The backlash against Chang’s enforcement efforts underscores the policies that underlie trademark rights and the tension between trademark rights and reputational risk. Chang’s attempted monopolization of the term in service of the “inherent distinctiveness” requirement caused widespread backlash. Critics argued that “chili crunch” and “chili crisp” are common synonyms for a Chinese-style pepper sauce containing crispy pepper flakes and other seasonings. Momofuku CEO Marguerite Mariscal said on the April 12 episode of Chang’s podcast, “The Dave Chang Show,” that “[a]s a business, we’re taking the risk that by not enforcing it, someone could come along . . . say we’re not enforcing it, and therefore, they should own the mark.”

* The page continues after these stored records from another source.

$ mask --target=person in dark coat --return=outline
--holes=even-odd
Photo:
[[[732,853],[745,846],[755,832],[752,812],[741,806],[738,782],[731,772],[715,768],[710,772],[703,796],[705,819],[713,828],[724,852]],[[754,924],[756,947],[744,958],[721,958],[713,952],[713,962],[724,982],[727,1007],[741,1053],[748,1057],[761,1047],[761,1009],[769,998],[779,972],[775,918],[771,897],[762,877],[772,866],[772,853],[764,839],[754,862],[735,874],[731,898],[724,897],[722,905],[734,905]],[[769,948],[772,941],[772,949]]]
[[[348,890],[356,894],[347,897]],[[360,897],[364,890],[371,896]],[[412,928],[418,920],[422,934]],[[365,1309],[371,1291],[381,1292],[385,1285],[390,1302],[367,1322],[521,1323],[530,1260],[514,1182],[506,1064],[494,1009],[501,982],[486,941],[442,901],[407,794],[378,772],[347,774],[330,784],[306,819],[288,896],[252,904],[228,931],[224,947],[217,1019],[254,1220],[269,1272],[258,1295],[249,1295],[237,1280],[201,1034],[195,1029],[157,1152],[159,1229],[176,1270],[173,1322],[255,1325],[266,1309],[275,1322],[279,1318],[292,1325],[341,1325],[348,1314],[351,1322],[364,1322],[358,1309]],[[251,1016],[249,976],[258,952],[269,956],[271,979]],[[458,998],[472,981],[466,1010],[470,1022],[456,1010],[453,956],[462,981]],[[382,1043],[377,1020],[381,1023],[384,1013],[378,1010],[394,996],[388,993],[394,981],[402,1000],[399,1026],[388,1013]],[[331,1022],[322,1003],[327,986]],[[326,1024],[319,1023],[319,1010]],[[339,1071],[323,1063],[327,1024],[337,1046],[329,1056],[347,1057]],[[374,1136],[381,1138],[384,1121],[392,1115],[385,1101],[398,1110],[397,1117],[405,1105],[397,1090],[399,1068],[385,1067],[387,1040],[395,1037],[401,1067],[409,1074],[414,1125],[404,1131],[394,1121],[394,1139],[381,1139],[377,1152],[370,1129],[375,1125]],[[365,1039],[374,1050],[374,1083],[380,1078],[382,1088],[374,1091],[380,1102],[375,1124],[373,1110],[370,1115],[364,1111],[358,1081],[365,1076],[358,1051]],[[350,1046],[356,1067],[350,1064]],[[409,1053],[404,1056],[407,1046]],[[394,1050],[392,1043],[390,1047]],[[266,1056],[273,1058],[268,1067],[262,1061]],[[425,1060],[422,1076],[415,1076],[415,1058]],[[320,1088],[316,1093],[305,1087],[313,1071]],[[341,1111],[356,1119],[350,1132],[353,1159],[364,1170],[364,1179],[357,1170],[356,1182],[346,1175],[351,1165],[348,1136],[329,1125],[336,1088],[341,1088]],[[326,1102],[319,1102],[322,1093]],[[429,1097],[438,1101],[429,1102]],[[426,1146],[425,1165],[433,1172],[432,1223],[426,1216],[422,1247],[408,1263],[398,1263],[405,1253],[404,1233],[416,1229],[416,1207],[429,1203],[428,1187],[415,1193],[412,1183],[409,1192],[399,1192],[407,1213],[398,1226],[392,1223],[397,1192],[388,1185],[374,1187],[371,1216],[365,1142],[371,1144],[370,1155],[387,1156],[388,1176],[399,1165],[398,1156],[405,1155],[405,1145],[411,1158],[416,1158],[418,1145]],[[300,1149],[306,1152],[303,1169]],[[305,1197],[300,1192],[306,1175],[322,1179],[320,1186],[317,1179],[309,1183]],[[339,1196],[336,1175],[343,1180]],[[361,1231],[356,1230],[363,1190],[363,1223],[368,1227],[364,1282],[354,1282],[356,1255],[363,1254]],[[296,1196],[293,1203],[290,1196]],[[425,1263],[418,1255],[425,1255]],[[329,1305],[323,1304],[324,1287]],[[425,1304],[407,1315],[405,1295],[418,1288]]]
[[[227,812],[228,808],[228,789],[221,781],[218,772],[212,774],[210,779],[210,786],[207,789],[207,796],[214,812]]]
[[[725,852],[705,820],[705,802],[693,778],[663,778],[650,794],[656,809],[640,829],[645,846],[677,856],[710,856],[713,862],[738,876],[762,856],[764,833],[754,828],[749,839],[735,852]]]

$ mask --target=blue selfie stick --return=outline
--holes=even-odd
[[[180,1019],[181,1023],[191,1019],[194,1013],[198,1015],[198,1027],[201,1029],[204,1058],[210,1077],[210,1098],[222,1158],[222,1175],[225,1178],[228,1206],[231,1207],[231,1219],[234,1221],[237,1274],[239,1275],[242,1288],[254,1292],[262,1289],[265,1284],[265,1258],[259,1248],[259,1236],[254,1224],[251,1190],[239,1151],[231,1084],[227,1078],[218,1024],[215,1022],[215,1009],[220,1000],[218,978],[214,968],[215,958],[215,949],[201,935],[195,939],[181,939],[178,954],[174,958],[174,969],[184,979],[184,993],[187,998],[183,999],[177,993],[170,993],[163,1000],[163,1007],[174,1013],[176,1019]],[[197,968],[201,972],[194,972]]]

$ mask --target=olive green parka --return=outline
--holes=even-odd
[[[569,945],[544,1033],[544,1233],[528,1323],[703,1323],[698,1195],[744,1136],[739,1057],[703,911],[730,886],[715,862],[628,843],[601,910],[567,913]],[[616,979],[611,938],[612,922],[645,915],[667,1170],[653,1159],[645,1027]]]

Cultural commodification and trademark genericide
Chang’s CHILI CRUNCH fiasco reveals deeper issues of cultural commodification and trademark genericide. By attempting to monopolize a term deeply rooted in Asian culinary traditions, Chang inadvertently triggered accusations of cultural appropriation and corporate bullying. The condiment has existed in China since at least 1790 when a recipe for a fried chili oil condiment appeared in The Harmonious Cauldron. Today, almost every restaurant in China and Taiwan makes a house chili oil. Tao Huabi began bottling and selling Lao Gan Ma in 1997. The product made her a billionaire and is responsible for the spread of chili crisp’s popularity around the globe.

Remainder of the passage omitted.